Cultura

Transmisión social y cultural

Lo que distingue a la violencia de género de otras formas de violencia es su componente sexista, por tanto, las víctimas siempre son mujeres y niñas, en su condición de personas subordinadas en las estructuras sociales. Hablamos de una violencia que refleja una jerarquía social de lo masculino sobre lo femenino. Las personas autoras de esta violencia actúan para controlar o someter instrumentalmente a las mujeres y son por excelencia, de sexo masculino.

La integración en nuestra cultura, en la sociedad se hace a través del entrenamiento y asunción de roles sociales en los procesos de socialización primaria y secundaria. El rol esta constituido por un doble aspecto indivisible cognitivo y de acción, es decir creencias y procedimientos que se corresponden. Normalmente estas creencias son incorporadas durante la infancia sin crítica, sin reflexión, como nociones de la realidad de las que habitualmente no somos conscientes, nociones preexistentes. La representación de un rol no implica que esté asumido, se activa espontaneamente, de acuerdo con como lo aprendimos. El grupo espera que así sea, y uno sepa comportarse adecuadamente en cada lugar.
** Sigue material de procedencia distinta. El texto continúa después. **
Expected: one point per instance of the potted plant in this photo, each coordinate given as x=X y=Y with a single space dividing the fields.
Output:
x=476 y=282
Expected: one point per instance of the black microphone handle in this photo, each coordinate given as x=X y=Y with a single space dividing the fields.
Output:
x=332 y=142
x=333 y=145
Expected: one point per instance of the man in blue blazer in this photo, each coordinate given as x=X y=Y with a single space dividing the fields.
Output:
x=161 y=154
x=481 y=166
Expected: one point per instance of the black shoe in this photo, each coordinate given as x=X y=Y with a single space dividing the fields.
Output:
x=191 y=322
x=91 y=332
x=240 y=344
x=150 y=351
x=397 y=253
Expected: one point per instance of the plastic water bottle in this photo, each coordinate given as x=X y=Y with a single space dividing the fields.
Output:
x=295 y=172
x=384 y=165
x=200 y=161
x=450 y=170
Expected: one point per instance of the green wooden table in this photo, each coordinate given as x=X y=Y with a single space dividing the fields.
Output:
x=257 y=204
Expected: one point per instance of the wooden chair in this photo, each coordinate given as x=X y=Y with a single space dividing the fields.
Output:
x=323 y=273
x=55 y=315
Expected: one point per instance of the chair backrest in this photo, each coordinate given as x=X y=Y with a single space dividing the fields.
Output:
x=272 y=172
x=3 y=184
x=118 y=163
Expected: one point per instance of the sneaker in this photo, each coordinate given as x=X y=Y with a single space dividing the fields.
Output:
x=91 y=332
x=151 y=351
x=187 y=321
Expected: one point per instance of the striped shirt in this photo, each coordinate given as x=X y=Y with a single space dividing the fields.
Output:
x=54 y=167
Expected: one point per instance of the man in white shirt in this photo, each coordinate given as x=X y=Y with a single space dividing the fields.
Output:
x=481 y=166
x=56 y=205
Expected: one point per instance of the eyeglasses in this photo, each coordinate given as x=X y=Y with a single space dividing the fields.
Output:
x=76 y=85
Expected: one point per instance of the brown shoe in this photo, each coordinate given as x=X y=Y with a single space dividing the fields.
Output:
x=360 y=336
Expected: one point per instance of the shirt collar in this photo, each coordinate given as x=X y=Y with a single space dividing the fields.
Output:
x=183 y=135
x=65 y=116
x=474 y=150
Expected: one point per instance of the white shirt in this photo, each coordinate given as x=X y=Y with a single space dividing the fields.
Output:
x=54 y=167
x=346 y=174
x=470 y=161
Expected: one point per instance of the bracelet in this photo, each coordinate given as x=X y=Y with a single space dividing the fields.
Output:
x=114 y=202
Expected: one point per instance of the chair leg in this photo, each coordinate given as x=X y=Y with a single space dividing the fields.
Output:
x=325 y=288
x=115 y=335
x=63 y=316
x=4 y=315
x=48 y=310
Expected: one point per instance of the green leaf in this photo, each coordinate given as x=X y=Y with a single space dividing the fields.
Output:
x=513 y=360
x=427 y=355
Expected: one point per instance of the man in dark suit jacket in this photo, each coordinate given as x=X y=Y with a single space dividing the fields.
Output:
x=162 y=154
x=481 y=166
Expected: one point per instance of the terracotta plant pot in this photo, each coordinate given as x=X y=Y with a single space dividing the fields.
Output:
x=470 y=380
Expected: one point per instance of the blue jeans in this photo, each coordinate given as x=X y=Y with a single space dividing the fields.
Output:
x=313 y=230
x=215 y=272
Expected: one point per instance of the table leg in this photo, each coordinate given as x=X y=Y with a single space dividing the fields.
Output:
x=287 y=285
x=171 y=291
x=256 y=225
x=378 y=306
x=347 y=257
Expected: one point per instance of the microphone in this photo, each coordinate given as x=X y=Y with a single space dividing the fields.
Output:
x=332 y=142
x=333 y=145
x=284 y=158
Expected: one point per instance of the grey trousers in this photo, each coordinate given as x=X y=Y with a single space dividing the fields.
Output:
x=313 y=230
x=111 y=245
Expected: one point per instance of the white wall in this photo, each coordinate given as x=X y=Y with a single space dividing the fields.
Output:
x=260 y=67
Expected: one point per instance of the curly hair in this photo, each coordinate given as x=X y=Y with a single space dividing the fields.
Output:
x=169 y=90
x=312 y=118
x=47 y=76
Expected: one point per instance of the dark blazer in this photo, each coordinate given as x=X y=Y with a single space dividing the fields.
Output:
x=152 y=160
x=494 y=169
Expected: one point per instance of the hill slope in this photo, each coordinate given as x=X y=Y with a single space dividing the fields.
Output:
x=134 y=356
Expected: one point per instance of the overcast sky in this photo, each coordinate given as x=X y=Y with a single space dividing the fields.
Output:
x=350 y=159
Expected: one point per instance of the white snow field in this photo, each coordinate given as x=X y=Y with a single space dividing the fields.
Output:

La trasmisión de los roles sociales, basada en como espera la sociedad que nos comportemos, es a veces tan intensa, que llega a identificar a todas las personas que pertenecen a un grupo o categoría social determinada, por ejemplo, a la categoría género: hombres/mujeres. La cultura define como debe ser, actuar, pensar, relacionarse.. los individuos pertenecientes a cada una de estas categorías, y lo que de ellos y ellas se espera. Esta generalización es lo que llamamos identidad de género, como característica de este rol.